Forum Discussion

etherchannel01's avatar
etherchannel01
Icon for Nimbostratus rankNimbostratus
Jan 11, 2023
Solved

DoS Profiles

If I assign the same DoS profile to provide application protection for all my virtual servers is automatic threshold learning done at the virtual server level or is it applied to the overarching policy itself?

  • Hi etherchannel01 , 
    It is Not Recommended at all , 
    you should separate all security profiles for each virtual server specially Dos or Bot Defense profiles. 

    I say that to prevent a huge headache in troubleshooting in issues. 
    Also this separation on Dos profiles level will give the availability to configure all Dos profile features such as heavy urls and so on. 

    Anyway , it’s not recommended to group all virtual servers in one Dos profile , this is my opinion. 

7 Replies

  • Hi,

    Each Application has different behavior and traffic processing, if you use an automatic threshold with many applications to create a DDOS profile, it could extend the threshold to some application that doesn´t need it, I recommend you create a DDOS Profile for each application Virtual Server, this automatic process will take the maximum threshold of all Virtual Servers that have applied this profile.

    Hope it´s works.

  • Hi etherchannel01 , 
    It is Not Recommended at all , 
    you should separate all security profiles for each virtual server specially Dos or Bot Defense profiles. 

    I say that to prevent a huge headache in troubleshooting in issues. 
    Also this separation on Dos profiles level will give the availability to configure all Dos profile features such as heavy urls and so on. 

    Anyway , it’s not recommended to group all virtual servers in one Dos profile , this is my opinion. 

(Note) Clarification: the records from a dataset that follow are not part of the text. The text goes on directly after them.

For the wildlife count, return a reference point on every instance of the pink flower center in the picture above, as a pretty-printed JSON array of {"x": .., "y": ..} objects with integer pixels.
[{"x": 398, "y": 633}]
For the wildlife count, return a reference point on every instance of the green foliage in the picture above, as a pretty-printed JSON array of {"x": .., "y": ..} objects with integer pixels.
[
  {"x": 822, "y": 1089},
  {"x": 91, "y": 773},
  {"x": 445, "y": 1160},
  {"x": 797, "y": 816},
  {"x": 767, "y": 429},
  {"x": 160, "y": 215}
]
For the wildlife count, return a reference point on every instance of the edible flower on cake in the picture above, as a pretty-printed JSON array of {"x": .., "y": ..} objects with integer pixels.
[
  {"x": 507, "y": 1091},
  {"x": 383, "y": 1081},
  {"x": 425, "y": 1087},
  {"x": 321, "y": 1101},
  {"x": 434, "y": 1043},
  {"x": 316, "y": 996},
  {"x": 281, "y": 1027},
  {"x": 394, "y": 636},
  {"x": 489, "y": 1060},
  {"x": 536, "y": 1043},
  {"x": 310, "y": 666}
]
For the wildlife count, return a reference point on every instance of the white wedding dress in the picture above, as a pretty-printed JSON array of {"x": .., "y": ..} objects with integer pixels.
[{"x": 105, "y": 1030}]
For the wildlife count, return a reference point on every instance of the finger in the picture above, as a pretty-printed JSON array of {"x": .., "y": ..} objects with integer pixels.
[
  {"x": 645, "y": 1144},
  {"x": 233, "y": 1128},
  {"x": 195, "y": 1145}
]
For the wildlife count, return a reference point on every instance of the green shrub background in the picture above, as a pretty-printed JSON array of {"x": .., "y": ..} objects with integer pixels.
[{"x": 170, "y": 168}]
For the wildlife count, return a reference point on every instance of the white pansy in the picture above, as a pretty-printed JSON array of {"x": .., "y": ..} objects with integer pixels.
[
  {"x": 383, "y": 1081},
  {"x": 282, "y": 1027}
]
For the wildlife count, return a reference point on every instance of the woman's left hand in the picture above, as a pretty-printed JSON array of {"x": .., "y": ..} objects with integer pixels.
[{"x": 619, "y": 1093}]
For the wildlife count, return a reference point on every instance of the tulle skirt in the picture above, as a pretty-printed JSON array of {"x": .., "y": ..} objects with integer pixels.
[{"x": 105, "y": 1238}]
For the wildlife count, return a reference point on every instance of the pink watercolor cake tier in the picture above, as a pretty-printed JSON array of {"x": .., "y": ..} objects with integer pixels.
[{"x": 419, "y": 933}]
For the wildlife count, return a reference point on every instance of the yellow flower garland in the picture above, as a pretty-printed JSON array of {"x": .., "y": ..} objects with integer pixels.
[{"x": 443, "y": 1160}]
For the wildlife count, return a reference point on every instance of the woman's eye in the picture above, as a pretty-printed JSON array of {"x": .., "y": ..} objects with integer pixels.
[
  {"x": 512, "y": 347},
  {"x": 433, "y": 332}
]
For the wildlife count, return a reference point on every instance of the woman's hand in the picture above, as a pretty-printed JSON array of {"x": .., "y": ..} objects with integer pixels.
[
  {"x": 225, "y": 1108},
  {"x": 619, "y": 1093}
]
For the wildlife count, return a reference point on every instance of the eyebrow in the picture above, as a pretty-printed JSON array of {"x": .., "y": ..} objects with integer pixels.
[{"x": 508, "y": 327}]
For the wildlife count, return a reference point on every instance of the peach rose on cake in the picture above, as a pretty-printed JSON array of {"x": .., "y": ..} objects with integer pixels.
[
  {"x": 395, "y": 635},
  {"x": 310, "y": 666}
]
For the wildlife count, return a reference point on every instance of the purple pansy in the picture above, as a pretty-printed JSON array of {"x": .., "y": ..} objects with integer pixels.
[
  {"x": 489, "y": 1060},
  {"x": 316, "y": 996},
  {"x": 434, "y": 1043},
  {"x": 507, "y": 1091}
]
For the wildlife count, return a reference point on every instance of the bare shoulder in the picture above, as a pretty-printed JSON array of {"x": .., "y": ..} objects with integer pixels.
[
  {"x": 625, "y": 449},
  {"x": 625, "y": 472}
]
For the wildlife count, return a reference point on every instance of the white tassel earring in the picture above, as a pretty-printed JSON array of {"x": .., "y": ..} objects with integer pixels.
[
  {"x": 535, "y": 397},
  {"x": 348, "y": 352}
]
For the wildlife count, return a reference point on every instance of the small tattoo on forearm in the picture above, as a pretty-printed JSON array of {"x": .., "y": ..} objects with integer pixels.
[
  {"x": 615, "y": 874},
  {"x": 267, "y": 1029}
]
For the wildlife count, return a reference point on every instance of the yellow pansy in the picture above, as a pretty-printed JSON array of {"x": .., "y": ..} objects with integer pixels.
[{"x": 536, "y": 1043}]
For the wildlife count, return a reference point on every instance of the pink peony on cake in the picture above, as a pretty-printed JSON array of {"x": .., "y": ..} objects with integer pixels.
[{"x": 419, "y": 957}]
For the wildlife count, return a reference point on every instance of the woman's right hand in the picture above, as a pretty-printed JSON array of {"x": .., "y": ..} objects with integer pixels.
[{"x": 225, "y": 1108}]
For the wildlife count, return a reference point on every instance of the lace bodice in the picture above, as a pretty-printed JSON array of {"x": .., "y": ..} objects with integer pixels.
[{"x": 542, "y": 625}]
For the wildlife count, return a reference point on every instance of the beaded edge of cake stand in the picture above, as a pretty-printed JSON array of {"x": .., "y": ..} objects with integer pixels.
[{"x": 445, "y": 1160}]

    • PSFletchTheTek's avatar
      PSFletchTheTek
      Icon for MVP rankMVP

      Hi,

      So i've got a configuration of vip targetting vip, when it comes to dos profiles i was planning on putting this on the front level vip which is where the TCP packet will terminate, as well as the bot profile.

      If i put a dos and bot profile on each virtual server, would the vip in front of it hide any off the traffic that might trigger these protection features?
      Would i need a dos/bot profile on the front vip AND the backend vips holding the services?

      Thanks - Fletch

      • Hi PSFletchTheTek , 
        I want to clarify more please. 
        you have 2 VIPs Vip sends traffic to the other one , 
        Are both of VIPs in same appliance or separte appliance ? 
        I need to know more about the traffic flow. 
        But from the first look I see that putting Dos and Bot Profiles is sufficient in the first " Front VIP " only.